Conclusions: Grafting of the glenoid surface during reverse shoulder arthroplasty effectively creates a long-necked scapula, providing the benefits of lateralization. Bony increased-offset reverse shoulder arthroplasty is associated with low rates of inferior scapular notching, improved shoulder rotation, no prosthetic instability and improved shoulder contour. In contrast to metallic lateralization, bony lateralization has the advantage of maintaining the prosthetic center of rotation at the prosthesis-bone interface, thus minimizing torque on the glenoid component.

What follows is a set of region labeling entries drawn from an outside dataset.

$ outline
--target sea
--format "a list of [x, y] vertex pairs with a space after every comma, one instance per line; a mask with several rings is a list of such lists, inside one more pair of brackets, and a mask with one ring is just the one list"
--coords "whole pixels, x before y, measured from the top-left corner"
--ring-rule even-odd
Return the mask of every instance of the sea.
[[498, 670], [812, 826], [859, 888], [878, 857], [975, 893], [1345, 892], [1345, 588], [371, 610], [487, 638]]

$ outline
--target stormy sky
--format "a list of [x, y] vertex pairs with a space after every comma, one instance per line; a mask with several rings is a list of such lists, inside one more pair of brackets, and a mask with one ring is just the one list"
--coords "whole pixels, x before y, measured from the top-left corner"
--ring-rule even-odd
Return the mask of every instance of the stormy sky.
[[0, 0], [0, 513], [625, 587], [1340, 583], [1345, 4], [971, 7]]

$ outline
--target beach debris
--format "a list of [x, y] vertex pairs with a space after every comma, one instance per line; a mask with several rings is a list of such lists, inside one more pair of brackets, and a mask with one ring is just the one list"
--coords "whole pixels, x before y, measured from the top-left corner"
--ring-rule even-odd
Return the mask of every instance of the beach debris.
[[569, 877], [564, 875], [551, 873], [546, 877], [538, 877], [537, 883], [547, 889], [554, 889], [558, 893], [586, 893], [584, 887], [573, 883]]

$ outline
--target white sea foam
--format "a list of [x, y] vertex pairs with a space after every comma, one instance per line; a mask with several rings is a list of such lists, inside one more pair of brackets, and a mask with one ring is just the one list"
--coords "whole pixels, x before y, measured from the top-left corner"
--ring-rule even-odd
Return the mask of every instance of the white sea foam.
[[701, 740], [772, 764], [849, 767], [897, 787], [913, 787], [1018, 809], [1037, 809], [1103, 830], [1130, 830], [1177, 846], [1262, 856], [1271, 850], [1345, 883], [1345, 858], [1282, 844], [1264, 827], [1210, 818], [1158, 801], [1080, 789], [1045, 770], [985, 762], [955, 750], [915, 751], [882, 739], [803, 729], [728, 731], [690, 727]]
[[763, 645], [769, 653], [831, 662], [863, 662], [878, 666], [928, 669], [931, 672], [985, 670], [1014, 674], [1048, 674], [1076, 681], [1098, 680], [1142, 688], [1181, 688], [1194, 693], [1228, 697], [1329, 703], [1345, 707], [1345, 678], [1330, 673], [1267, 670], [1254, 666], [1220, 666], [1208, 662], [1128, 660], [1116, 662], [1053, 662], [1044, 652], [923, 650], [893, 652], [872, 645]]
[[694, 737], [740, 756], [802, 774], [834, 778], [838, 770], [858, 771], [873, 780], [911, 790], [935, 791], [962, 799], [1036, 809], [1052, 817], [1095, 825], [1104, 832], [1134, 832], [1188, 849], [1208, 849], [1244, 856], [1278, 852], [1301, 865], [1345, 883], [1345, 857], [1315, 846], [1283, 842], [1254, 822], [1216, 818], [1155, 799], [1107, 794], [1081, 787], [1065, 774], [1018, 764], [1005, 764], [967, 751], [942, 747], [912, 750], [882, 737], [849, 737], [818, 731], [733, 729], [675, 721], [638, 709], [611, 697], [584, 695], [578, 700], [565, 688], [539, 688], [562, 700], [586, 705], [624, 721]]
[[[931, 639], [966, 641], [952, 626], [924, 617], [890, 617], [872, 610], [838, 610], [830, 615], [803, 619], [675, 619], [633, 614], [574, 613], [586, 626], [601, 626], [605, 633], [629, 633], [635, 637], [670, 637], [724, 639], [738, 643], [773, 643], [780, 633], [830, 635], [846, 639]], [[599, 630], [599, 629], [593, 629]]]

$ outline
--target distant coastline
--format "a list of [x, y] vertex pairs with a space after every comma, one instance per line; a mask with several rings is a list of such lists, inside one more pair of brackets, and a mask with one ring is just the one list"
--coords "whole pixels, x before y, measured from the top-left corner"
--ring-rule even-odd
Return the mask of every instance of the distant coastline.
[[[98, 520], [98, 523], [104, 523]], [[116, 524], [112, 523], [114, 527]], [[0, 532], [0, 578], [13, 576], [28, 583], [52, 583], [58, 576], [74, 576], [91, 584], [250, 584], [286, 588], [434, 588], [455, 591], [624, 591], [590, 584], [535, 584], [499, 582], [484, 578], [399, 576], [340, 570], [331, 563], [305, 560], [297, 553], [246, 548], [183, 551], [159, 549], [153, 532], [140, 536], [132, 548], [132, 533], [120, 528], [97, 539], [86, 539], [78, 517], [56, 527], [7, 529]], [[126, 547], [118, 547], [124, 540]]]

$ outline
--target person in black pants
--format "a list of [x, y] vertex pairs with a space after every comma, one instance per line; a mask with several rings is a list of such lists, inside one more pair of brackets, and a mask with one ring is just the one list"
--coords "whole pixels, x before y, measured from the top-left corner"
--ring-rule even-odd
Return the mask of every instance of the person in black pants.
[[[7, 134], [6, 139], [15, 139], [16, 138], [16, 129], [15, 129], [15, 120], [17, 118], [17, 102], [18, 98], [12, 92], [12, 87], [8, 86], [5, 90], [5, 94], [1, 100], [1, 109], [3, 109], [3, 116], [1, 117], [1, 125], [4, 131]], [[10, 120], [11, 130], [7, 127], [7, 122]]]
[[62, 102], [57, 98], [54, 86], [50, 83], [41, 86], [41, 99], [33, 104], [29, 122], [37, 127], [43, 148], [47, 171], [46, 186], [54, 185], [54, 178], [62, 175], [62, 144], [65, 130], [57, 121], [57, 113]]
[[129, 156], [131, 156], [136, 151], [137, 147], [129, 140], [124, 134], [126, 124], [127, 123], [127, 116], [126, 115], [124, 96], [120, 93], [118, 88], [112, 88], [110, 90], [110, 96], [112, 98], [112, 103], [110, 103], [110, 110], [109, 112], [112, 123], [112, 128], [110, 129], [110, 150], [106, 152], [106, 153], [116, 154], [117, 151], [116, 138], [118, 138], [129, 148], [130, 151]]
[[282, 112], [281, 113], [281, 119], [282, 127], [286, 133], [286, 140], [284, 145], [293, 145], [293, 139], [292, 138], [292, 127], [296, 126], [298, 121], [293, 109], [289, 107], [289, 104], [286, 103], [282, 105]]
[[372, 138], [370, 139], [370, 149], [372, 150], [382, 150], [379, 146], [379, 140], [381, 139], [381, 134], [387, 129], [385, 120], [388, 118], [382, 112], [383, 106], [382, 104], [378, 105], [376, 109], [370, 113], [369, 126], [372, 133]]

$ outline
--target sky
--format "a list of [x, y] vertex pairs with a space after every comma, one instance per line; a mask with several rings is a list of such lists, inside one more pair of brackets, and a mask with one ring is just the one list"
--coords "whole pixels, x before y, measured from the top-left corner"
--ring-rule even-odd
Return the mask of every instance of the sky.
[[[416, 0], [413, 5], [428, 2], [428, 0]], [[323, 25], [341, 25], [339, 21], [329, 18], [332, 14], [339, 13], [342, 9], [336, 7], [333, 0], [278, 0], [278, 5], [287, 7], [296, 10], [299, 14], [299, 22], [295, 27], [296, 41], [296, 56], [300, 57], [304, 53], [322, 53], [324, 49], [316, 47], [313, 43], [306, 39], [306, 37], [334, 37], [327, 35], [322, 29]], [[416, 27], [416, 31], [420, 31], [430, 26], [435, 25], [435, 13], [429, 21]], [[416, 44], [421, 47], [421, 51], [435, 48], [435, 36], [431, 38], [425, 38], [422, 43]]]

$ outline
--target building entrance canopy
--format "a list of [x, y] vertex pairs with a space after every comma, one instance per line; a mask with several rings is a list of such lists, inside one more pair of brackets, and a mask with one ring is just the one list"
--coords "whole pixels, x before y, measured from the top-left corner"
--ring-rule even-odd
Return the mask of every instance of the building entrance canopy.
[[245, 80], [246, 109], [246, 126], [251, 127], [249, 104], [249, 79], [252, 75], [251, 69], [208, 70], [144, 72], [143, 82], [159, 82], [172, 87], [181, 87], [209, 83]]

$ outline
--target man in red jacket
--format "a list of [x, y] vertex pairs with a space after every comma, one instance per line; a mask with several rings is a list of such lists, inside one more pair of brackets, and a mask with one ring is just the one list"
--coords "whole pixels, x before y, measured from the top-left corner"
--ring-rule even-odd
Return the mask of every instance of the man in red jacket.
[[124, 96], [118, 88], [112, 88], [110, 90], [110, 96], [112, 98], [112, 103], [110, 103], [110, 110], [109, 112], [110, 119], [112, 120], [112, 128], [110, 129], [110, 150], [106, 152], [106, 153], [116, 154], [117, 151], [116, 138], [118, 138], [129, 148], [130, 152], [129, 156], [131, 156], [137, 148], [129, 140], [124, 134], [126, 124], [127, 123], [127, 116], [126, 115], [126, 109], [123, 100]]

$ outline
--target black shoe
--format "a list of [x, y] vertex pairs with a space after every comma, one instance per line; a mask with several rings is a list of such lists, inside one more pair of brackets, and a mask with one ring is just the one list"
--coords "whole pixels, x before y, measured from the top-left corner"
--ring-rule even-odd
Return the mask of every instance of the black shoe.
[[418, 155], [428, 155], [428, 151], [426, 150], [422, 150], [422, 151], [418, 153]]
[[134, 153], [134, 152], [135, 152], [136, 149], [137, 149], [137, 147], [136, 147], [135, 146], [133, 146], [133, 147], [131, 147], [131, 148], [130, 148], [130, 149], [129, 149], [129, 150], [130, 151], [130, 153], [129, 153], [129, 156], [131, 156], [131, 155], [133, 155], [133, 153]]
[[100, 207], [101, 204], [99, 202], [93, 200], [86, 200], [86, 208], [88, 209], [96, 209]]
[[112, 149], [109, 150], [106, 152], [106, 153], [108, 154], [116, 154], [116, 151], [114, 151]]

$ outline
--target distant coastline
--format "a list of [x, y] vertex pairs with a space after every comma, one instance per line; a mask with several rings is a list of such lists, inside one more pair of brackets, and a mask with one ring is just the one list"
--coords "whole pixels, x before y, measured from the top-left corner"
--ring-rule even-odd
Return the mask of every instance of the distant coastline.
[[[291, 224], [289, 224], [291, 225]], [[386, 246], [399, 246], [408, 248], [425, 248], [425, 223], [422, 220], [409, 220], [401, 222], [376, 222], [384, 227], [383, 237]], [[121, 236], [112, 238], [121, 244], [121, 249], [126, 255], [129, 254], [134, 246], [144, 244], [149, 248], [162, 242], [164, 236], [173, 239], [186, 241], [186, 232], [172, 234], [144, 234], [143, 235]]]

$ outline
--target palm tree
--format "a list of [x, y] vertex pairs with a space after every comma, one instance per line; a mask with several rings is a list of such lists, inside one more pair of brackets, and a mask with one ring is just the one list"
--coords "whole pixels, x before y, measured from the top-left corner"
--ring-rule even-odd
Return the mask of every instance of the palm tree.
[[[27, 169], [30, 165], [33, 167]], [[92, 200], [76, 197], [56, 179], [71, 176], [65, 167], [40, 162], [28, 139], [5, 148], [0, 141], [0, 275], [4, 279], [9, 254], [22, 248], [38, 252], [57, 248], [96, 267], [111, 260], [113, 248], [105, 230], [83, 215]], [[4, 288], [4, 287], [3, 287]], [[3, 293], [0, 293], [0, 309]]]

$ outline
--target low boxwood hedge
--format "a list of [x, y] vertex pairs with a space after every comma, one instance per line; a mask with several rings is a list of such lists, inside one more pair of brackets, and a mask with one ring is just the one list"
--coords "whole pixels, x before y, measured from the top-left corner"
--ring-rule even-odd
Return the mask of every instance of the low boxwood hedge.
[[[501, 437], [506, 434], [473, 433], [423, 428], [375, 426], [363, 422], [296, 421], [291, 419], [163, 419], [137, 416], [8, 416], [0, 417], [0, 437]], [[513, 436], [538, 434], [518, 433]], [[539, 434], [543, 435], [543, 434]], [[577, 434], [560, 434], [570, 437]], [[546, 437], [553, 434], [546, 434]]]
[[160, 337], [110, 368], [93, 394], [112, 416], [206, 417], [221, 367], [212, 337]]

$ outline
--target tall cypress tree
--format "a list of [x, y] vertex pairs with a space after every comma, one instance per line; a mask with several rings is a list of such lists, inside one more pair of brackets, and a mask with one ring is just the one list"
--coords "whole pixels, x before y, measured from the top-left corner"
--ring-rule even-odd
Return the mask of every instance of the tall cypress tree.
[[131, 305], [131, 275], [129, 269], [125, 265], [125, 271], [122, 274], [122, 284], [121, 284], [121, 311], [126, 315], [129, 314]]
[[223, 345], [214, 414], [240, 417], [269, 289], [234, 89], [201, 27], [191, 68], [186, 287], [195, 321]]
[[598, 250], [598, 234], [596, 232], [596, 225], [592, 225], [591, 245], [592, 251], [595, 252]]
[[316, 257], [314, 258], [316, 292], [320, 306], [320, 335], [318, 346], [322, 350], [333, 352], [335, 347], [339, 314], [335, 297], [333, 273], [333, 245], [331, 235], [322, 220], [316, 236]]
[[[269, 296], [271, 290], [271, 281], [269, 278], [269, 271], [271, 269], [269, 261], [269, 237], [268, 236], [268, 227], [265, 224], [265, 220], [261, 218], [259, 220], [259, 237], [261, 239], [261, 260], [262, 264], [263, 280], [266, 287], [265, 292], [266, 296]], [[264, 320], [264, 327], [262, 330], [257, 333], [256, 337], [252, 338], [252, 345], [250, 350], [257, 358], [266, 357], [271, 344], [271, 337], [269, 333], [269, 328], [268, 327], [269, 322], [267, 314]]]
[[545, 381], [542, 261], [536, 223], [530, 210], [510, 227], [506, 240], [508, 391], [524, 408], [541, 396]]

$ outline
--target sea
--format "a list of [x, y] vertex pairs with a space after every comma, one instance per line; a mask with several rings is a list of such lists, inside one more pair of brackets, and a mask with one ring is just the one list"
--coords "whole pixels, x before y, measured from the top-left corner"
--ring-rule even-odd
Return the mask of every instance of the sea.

Level of evidence: Level IV, therapeutic study. See Guidelines for Authors for a complete description of levels of evidence.

Fig. 1A–C

Diagrams show medialization versus lateralization in RSA. (A) Medialized (Grammont) RSA (hemisphere) places the center of rotation at the bone-prosthesis interface. Deltoid force applied to the center of rotation does not develop any torque because there is no lever arm, but there is a risk of scapular notching. (B) Metallic lateralized RSA (two-thirds of a sphere) reduces the risk of scapular notching but at the price of creating a lever arm because a lateralized center of rotation produces shear forces detrimental to glenoid fixation. (C) BIO-RSA reduces the risk of scapular notching (due to the lateralization), while maximizing glenoid fixation (because the center of rotation remains at the bone-prosthesis interface and there is no lever arm).

Fig. 2

A photograph shows a standard baseplate with a 15-mm-long central peg (left) and a BIO-RSA baseplate with a lengthened, 25-mm-long peg (right) used for primary fixation of the bone graft in the native glenoid vault.

Fig. 3A–E

Photographs illustrate the cancellous bone graft being harvested from the humerus. (A) A bell saw is used to create a cylinder of cancellous bone. (B) The cylinder of cancellous bone is shown. (C) A cutting guide is inserted to harvest the desired thickness of bone graft. The disc of cancellous bone graft is (D) retrieved from the cutting guide and (E) inserted along the lengthened central peg of the baseplate.

Fig. 4A–C

Photographs illustrate glenoid preparation. (A) The glenoid surface must be reamed until the subchondral plate is reached (this represents an approximate 5-mm deep reaming) and with some inferior tilt. In addition to glenoid reaming, small drill holes (2.5 mm) are made at the periphery of the glenoid to obtain a complete bleeding bone surface and the central hole is overdrilled with an 8-mm drill bit. (B) The baseplate, with the disc of cancellous bone graft inserted along the lengthened central peg. (C) It is impacted until it reaches the cancellous glenoid surface and then fixed with four (two compressive and two locking) screws.

Fig. 5A–B

(A) An AP radiograph performed 3 months after surgery demonstrates complete bone graft healing. (B) No bone graft resorption or lysis and no scapular notching are observed at 36 months’ followup. Note the low and inferiorly tilted positioning of the glenoid implant in addition to its lateralization.

Fig. 6A–C

CT scans at 38 months’ followup show bone graft healing in both (A) coronal and (B) axial planes. (C) A three-dimensional reconstruction demonstrates the lengthened scapular neck obtained after bone graft healing. The bony lateralization offers the advantage of keeping the humeral cup away from the pillar of the scapula, thus decreasing the risk of impingement while keeping the center of rotation within the bone.

Fig. 7A–D

Photographs of a 70-year-old patient 29 months after BIO-RSA performed on the right shoulder show (A) active anterior elevation of 170°, (B) elevation and external rotation, (C) external rotation of 45°, and (D) internal rotation to L1. Notice the shoulder contour which is similar to the contralateral side.